Wednesday, December 22, 2010

Book-A-Day 2010 # 322 (12/22) -- The Broadcast by Hobbs and Tuazon

I'm not a social historian, so I have to remain agnostic on the subject of panics arising from Orson Welles's famous Halloween 1938 "War of the Worlds" broadcast. I've seen some sources claim that panic was widespread; and others that noted that the show was barely half an hour long and broken up by commercials, so there was no time for even the dullest and most easily led crowds to work up any decent panic.

In any case, the panic makes a great story, which is what really counts when it comes to fiction -- and fiction is just what The Broadcast, a new graphic novel written by Eric Hobbs and drawn by Noel Tuazon, is. It's set on that fateful day in October 1938, in a small farming town that I believe is somewhere in southern Illinois. (The book never quite makes it clear; all we're sure is that it seems to be north of Kentucky, since one character comes from there.) In that town, on that day, there's a rich man who's too protective of his daughter, that daughter's suitor and his father, and several other tenant farmers of the rich man -- plus that Kentucky man, who arrives once things have gotten confused.

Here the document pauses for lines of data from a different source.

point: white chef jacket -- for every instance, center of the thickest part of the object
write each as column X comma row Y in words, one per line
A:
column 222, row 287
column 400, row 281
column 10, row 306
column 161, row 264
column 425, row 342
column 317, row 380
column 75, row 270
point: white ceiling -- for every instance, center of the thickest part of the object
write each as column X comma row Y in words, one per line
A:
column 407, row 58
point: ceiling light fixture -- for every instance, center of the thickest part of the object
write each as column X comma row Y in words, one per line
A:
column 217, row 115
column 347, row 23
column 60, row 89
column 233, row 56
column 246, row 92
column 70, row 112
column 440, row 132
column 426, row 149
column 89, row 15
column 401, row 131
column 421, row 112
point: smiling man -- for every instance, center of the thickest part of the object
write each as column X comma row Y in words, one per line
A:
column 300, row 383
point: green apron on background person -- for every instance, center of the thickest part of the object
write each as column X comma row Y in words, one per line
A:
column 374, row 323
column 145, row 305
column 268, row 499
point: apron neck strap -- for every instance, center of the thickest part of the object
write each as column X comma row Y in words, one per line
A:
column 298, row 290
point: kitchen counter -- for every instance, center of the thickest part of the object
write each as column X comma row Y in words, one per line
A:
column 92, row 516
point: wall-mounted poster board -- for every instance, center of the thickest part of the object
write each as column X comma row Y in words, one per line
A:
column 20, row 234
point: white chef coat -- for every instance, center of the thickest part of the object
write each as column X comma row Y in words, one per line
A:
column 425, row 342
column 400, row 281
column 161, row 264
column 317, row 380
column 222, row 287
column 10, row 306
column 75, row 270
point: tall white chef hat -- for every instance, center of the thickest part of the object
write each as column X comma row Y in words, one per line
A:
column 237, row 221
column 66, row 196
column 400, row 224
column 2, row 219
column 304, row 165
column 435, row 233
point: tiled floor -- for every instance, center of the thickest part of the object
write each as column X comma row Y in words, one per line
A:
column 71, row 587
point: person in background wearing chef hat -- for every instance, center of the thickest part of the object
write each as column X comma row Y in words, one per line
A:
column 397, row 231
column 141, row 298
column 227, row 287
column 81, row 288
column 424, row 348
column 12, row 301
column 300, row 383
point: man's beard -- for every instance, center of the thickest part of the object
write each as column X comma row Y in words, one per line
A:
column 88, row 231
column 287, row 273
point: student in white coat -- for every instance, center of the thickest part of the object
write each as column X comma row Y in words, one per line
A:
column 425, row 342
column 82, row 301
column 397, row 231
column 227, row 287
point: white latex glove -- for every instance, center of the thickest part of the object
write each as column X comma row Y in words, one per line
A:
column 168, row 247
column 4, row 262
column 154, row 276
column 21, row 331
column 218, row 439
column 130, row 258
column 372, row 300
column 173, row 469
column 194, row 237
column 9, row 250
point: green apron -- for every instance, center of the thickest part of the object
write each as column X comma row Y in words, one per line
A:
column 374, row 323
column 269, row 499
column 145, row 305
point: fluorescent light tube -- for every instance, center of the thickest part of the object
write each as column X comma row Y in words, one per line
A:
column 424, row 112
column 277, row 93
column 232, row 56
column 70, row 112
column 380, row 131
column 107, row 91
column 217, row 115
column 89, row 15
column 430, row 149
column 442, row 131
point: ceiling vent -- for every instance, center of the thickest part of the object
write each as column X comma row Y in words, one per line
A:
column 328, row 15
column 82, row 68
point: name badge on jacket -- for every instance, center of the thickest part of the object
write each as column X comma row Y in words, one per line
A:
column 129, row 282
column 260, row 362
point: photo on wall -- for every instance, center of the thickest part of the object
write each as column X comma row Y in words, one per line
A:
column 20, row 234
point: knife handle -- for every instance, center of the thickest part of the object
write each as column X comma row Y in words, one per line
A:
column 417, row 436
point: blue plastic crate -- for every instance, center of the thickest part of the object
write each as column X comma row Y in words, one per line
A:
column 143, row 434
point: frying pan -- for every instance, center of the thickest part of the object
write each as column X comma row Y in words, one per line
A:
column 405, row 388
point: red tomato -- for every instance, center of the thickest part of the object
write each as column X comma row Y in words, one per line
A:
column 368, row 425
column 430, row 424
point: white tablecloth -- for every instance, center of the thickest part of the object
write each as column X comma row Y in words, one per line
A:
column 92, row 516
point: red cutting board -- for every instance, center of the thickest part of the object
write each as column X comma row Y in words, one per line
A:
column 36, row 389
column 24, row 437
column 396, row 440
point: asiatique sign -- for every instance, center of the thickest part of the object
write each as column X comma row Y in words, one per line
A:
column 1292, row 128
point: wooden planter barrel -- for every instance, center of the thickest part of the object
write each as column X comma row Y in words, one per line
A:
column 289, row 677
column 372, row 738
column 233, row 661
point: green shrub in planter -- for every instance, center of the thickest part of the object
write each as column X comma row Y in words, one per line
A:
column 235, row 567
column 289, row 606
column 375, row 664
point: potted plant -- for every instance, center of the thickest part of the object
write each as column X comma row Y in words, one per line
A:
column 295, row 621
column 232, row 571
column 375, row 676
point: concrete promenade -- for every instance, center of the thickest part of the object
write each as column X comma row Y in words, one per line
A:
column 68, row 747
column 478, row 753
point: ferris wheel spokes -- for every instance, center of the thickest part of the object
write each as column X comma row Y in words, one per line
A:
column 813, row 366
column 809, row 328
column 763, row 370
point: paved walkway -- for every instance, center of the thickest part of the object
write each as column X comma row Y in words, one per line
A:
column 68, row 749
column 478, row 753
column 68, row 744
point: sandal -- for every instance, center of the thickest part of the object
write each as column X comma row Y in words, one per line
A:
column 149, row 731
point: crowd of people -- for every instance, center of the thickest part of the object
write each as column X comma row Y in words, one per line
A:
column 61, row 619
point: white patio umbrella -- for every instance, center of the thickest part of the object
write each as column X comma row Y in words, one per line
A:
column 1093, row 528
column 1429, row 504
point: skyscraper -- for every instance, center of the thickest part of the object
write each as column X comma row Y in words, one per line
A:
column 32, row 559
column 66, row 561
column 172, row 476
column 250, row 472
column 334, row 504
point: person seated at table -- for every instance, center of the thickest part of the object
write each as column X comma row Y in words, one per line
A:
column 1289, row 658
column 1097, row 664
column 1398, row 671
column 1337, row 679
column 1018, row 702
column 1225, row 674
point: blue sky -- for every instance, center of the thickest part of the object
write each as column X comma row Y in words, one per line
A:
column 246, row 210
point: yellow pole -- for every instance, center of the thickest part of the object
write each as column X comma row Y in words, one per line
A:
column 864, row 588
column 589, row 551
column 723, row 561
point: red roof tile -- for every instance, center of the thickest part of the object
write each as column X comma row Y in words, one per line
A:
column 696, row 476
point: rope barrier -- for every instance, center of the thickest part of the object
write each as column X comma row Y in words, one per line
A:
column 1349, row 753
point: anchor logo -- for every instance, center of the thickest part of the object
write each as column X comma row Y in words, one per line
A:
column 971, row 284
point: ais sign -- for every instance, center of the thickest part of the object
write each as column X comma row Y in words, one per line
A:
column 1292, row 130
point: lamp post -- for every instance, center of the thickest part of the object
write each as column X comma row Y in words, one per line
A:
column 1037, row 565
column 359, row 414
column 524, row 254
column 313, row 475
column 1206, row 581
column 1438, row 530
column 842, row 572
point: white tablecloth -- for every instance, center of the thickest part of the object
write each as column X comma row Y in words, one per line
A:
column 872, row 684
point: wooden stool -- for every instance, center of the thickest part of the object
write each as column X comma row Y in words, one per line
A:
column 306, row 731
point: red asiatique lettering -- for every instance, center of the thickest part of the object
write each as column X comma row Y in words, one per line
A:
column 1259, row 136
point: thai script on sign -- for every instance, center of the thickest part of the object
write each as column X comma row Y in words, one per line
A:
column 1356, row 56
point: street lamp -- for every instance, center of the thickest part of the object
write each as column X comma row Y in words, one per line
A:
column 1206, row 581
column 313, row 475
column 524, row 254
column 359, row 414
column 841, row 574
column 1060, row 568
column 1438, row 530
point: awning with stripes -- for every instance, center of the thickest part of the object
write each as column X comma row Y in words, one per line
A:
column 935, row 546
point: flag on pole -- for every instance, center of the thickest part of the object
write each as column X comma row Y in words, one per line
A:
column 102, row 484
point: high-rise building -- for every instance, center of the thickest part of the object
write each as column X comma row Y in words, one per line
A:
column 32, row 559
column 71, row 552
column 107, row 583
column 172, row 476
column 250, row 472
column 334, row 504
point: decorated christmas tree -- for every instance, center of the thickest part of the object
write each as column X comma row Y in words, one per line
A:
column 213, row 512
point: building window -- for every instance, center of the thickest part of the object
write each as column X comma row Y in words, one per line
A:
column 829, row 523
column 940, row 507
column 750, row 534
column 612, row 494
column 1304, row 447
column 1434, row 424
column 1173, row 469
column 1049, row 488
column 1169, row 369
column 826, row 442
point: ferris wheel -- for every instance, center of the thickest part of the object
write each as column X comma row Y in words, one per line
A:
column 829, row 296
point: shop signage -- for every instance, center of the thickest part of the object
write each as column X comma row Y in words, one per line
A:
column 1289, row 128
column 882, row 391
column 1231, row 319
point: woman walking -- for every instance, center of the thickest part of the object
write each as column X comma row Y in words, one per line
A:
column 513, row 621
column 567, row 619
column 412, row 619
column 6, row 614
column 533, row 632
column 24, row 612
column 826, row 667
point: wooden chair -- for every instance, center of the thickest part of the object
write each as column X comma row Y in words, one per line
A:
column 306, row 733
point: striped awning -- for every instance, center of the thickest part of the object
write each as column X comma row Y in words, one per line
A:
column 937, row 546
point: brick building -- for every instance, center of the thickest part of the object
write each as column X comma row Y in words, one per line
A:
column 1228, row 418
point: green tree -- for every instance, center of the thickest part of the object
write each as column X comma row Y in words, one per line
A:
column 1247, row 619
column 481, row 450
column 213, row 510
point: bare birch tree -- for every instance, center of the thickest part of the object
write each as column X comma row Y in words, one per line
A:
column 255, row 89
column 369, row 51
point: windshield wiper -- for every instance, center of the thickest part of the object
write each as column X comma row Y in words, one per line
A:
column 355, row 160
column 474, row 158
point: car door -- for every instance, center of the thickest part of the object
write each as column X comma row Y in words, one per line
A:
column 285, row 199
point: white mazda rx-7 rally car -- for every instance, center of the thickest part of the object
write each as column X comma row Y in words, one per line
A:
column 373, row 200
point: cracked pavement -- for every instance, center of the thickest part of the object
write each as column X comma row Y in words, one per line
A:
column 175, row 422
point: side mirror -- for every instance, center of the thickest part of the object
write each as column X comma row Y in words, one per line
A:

The Broadcast begins at a moment of tension, and then flashes back to the beginning of the day -- it flashes forward and backward for occasional effect later, but mostly tells its story in order. So the poor boy visits in the morning to ask the rich man for his daughter's hand, and gets permission...along with a dismissive attitude that sends him away angry. But there's another man who is even angrier, with less specific reasons, and at more than just the rich man. Then, in the evening, everyone tunes in the Mercury Theater on the Air -- and, as far as we can see, all of them tune in after it begins, so they don't hear the initial announcement that it's a dramatization of H.G. Wells's War of the Worlds. And, of course, there's a lightning storm passing through the area, which cuts the power near the end of the show -- before the happy ending, before the final disclaimer.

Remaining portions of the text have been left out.